# Farm pro 2430



## Joe8906 (Sep 4, 2016)

I have a farm pro 2430 and the hydraulics quit working any ideas


----------



## sixbales (May 18, 2011)

Howdy Joe, welcome to the tractor forum.

If all hydraulic functions have quit working, most likely it is your hydraulic pump. To check a hydraulic pump, install a 3000 psi pressure gauge somewhere in the pump output line. Pressure should be a minimum 2000 psi. 

Another possibility is a pressure relief valve stuck wide open, which results in very low pressure.


----------



## RC Wells (Dec 26, 2008)

Many of the Chinese Jimna tractors, which is what you have, are equipped with hydraulic valve that shuts off the circuit. 

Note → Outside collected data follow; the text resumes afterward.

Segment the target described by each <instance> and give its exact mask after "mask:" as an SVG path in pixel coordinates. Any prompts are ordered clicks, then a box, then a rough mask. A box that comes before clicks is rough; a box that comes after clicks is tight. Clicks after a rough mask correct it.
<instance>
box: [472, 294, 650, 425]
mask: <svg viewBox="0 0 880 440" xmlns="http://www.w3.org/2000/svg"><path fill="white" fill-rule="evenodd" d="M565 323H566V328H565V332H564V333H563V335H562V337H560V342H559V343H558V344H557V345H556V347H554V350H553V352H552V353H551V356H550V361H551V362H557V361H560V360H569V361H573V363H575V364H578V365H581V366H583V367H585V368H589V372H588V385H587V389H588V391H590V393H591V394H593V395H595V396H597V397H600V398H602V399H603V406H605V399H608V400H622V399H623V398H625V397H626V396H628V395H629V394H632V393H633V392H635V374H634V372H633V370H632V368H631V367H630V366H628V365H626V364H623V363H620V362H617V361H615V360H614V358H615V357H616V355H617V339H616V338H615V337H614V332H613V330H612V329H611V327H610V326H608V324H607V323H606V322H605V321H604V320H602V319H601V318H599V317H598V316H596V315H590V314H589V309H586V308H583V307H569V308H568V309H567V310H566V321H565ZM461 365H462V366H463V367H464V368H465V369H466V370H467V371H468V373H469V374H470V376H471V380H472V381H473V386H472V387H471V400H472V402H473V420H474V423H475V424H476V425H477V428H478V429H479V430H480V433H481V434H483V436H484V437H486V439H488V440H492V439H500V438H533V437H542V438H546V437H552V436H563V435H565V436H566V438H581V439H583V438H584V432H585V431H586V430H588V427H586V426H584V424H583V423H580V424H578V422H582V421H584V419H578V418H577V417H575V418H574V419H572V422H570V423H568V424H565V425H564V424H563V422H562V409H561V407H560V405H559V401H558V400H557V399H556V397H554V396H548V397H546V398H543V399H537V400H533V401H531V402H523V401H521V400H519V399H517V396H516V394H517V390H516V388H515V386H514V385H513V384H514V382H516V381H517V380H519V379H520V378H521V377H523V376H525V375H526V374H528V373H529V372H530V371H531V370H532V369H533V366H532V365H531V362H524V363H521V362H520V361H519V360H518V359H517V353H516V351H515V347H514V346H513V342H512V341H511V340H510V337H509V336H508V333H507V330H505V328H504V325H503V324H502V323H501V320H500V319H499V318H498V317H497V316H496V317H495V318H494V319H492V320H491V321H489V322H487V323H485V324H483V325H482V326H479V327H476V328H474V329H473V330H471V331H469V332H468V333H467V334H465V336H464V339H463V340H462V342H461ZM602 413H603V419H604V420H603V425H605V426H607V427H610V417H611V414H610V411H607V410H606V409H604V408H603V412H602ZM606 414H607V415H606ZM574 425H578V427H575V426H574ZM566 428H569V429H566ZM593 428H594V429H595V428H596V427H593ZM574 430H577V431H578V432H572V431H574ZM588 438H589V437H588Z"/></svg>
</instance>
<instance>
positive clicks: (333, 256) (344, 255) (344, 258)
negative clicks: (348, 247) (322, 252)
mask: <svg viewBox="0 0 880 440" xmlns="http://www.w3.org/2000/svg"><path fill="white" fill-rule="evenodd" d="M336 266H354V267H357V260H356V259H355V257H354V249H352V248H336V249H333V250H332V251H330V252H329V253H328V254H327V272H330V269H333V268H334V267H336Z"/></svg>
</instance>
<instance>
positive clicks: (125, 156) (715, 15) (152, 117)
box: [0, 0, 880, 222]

Also, check the filters. Chinese tractors are built with little to no quality control and plug hydraulic filters with casting flashing and material from the manufacturing process.


----------



## Joe8906 (Sep 4, 2016)

Thank you I am currently waiting on the new hydraulic filter took it apart last night and it was dirty also is there any other filters in the hydraulics system that I'm not aware of I found the cartridge filter in the hydraulic housing


----------



## RC Wells (Dec 26, 2008)

Most have a screen on the intake, your service manual should show how to service.


----------